Com o e-commerce integrado ao modelo de negócios desde 2020, a Pirelli é uma das marcas mais antigas do universo automotivo. O seu fundador, o engenheiro Giovanni Battista, provavelmente nunca cogitou que sua companhia, criada em 1872, em Milão, pudesse se adaptar tanto para a venda online. Apesar de não especificar o quão grande é a parcela composta pelo e-commerce nas vendas, Diego Arias, diretor de Marketing da Pirelli para América do Sul, reforça que o segmento é fundamental no presente e no futuro.

"A pandemia nos provou o quão essencial é termos uma presença online estabelecida e bem estruturada, afinal passamos por um período em que o contato presencial entre empresa e cliente foi interrompido abruptamente", disse.

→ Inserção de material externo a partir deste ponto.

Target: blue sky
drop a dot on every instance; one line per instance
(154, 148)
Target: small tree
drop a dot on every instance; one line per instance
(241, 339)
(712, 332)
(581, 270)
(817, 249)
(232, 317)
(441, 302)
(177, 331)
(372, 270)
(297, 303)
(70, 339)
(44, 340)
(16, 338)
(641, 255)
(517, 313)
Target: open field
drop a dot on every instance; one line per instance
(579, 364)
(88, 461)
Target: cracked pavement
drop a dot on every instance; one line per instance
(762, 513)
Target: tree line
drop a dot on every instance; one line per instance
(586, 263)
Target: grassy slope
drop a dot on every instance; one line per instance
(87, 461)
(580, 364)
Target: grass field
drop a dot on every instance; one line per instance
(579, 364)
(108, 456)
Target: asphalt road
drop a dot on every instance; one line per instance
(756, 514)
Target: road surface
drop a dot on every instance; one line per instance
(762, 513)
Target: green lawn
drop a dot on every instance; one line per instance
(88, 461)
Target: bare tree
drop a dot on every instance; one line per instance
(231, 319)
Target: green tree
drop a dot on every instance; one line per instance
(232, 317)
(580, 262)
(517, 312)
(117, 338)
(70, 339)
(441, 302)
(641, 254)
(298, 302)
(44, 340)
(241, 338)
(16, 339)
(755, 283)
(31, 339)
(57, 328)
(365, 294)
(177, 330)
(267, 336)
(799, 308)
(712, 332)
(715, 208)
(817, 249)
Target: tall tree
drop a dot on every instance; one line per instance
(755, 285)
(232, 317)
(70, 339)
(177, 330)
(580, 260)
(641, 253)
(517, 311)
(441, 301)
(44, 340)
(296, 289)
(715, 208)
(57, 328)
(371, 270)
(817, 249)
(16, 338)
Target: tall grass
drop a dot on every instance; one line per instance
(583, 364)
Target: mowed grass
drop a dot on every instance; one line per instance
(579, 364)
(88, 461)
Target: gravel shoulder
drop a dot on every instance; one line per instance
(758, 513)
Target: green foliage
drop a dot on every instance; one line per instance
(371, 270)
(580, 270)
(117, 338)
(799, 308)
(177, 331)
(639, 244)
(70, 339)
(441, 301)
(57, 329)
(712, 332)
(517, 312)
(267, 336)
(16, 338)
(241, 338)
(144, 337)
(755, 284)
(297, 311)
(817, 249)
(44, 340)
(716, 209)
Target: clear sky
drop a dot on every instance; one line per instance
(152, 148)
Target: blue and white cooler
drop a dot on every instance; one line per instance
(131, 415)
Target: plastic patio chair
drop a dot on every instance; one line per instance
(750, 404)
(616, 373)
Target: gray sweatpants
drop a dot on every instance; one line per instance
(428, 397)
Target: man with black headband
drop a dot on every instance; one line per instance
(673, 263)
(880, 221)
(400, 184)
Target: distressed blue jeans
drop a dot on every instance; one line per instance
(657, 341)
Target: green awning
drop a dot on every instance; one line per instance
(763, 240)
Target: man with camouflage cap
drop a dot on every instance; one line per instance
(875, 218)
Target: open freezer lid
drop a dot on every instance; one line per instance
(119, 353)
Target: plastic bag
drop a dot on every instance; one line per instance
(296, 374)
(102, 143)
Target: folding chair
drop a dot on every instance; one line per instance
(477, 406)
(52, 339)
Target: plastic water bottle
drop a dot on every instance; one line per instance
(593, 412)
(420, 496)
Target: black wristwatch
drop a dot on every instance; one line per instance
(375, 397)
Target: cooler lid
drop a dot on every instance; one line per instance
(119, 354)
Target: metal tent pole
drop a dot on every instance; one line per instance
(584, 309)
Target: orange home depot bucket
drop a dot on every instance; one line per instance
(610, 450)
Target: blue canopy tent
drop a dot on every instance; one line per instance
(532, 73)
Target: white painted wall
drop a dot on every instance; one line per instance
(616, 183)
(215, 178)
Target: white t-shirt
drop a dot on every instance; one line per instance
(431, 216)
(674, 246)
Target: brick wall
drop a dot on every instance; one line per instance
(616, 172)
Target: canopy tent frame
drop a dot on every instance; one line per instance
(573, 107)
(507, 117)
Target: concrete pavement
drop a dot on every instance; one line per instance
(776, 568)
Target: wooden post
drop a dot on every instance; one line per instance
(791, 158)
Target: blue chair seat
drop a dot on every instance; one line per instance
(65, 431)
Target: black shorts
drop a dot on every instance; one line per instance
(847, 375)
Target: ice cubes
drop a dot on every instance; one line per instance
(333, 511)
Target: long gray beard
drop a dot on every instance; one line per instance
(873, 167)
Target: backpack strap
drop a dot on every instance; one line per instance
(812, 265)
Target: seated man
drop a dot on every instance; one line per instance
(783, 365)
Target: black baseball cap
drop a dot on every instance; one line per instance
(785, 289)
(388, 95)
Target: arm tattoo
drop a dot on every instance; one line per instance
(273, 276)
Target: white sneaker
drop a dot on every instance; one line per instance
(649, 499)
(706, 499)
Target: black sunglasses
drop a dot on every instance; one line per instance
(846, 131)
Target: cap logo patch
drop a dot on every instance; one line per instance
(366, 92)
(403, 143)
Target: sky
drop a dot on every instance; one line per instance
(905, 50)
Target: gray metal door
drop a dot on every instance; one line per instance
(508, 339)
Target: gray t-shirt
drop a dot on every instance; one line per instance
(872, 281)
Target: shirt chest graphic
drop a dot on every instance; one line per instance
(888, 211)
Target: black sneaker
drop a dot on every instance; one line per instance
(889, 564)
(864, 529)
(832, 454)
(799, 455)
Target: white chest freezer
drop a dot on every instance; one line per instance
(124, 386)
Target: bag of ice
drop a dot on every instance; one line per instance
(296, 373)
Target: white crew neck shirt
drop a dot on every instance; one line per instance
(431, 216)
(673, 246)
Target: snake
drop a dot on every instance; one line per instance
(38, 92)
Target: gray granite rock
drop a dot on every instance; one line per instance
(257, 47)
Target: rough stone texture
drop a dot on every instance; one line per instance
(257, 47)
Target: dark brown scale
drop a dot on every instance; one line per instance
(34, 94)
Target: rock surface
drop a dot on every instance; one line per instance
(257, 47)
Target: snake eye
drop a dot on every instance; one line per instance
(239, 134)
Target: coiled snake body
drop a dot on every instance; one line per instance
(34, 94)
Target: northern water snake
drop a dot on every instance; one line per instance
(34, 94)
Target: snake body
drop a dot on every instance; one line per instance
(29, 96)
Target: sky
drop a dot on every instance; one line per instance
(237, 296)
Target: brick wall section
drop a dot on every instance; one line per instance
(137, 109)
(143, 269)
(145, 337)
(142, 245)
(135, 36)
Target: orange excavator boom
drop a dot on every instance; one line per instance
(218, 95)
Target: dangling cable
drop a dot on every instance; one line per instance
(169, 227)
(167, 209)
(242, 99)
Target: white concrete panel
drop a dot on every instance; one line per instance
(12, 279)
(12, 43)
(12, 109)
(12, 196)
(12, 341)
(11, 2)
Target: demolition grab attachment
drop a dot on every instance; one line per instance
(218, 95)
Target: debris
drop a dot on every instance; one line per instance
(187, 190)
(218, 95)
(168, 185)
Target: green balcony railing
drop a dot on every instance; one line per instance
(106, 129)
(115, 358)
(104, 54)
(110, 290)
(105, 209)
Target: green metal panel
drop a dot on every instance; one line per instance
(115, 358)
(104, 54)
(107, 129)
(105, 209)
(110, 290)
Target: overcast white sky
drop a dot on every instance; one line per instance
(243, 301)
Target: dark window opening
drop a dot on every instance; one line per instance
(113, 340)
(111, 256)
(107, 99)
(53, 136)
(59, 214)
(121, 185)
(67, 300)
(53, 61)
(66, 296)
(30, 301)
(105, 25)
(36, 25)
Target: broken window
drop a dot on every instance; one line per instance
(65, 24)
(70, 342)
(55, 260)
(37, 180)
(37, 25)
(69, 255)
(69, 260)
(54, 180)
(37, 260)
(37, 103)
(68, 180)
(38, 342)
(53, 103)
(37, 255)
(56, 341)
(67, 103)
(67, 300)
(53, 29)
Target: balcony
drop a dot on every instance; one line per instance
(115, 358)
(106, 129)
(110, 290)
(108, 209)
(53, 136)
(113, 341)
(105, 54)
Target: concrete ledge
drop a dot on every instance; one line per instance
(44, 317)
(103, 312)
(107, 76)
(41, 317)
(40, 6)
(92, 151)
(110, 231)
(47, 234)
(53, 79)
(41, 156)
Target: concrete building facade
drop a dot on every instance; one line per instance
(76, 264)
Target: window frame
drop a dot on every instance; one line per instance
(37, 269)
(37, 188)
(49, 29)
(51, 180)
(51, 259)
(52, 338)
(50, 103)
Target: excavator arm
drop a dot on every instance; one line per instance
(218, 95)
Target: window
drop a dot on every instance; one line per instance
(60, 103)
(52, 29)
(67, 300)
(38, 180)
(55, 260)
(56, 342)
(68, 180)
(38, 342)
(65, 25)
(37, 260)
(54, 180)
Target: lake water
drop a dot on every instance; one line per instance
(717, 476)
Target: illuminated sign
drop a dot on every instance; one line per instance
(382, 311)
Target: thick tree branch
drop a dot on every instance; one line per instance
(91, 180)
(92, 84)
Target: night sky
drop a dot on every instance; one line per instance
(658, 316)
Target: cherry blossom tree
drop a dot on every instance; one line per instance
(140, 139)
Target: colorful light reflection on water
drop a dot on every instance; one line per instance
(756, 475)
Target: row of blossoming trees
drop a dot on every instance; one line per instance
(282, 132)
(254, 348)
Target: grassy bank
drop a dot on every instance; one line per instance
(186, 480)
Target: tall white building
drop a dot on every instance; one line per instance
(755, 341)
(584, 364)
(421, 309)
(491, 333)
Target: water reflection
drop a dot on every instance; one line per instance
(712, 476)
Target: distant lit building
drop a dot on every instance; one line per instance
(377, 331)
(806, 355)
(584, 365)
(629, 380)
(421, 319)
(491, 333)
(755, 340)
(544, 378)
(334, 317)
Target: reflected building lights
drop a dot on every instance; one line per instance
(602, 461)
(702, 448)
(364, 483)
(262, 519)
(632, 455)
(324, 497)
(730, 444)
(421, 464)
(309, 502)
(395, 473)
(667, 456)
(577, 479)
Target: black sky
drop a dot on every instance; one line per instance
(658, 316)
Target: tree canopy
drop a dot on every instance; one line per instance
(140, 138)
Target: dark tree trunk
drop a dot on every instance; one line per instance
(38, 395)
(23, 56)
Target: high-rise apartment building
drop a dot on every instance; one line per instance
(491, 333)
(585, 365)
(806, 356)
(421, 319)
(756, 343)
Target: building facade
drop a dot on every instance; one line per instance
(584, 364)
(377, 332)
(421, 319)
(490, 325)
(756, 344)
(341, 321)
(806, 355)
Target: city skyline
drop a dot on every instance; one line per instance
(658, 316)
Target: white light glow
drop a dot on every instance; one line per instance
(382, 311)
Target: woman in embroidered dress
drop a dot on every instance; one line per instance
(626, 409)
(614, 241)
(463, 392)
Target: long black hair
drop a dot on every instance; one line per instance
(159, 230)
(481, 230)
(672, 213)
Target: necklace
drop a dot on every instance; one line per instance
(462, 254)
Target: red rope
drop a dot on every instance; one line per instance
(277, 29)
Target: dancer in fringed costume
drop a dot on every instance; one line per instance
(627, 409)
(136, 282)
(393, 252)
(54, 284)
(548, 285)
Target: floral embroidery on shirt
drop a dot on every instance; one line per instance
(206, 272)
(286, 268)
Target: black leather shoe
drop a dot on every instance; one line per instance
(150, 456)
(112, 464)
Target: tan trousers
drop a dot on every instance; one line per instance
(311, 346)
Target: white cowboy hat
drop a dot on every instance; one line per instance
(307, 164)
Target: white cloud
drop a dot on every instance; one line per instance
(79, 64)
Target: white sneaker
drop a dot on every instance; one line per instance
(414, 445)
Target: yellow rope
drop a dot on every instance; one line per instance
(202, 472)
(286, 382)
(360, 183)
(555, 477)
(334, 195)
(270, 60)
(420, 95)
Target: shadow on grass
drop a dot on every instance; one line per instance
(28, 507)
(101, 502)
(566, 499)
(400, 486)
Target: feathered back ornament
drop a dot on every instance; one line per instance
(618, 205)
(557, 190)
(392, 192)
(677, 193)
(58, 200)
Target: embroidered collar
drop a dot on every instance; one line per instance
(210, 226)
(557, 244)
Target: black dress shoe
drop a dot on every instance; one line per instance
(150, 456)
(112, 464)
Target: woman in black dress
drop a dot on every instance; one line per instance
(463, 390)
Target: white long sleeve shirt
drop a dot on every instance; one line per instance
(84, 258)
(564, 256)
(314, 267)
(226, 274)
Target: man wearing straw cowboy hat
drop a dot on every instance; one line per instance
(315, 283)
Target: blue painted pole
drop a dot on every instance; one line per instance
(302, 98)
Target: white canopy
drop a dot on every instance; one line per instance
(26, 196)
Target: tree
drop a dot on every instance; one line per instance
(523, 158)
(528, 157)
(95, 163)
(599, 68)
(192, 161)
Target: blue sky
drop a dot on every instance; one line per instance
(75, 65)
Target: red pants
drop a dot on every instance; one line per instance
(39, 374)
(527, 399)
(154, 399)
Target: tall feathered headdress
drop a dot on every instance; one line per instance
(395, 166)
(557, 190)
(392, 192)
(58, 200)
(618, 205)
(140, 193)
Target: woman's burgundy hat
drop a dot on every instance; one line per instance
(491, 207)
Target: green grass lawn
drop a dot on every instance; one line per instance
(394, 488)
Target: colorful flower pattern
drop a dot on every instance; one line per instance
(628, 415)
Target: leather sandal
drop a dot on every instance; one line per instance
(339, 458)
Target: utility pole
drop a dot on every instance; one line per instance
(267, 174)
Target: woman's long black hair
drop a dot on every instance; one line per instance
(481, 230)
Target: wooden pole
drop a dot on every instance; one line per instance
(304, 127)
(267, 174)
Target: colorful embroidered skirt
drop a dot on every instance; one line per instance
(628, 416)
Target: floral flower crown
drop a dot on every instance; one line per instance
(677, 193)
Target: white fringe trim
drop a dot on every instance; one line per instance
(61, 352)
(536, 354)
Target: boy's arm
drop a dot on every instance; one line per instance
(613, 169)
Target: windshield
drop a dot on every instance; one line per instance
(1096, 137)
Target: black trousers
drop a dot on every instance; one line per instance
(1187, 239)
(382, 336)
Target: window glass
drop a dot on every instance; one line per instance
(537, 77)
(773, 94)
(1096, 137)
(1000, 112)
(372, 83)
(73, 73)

Entretanto, o executivo res- salta que o modelo tradicional é visto como complementar ao online. Assim, não espera destaque de uma ou outra modalidade de compra.

Como forma de manter e, futuramente, ampliar o escopo de trabalho dentro do e-commerce, Arias fala no aplicativo da Pirelli de RA (Realidade Aumentada). Este, por sua vez, permite a visualização dos produtos à venda e com detalhes dos pneus. "Trazemos ao consumidor uma maneira prática e interativa para tornar a experiência de compra mais assertiva", concluiu.

A situação do e-commerce automotivo entre players com produtos mais específicos pode, aliás, justificar a necessidade de evolução e desenvolvimento do comércio eletrônico nesse meio. A Tenneco, que comercializa amortecedores da Monroe, é um desses casos.

"O e-commerce ainda representa muito pouco do total dos nossos resultados, menos de 2%. Essa modalidade começou a se tornar realidade durante o período da pandemia, em que a maioria das empresas precisou, quase que obrigatoriamente, a se inserir mais nesse mundo", afirmou Ivan Furuya, diretor de Vendas e Marketing da empresa.

Como motivo ou embasamento para o índice em questão, o executivo apresenta uma realidade vista na maior parte do mercado automotivo, principalmente no meio dos reparadores e mecânicos. "Vale ressaltar que o e-commerce é algo relativamente novo no mercado de reposição automotiva de autopeças. Nosso segmento é muito pautado pelas relações interpessoais, além de algumas dores que o segmento terá que corrigir antes de acelerar o processo de vendas digitais. Uma delas é a falta de uma base de dados confiável para que o consumidor pos- sa comprar a peça correta de seu veículo", explicou Furuya.

Para atuações futuras, o executivo enxerga que ainda é necessário entender melhor o assunto e buscar mais conhecimento sobre o e-commerce automotivo. "Para o futuro, precisamos entender melhor o que se vende pela internet, ou seja, criar estratégias de big data que irão nos guiar para qual caminho seguir. Além disso, precisamos evoluir nas questões logísticas e reavaliar os processos de garantias. As empresas do nosso segmento estão evoluindo, mas não na velocidade que deveriam", finalizou.

O cenário geral é positivo. O espaço e, mais do que tudo, a liberdade para crescer são fatores que devem definir a evolução de players que se aproveitam do comércio eletrônico e daqueles que ainda vislumbram essa entrada. Nesse caso, as regras de trânsito não se aplicam e são duas mãos, não somente uma, que rumam em direção à evolução do e-commerce automotivo.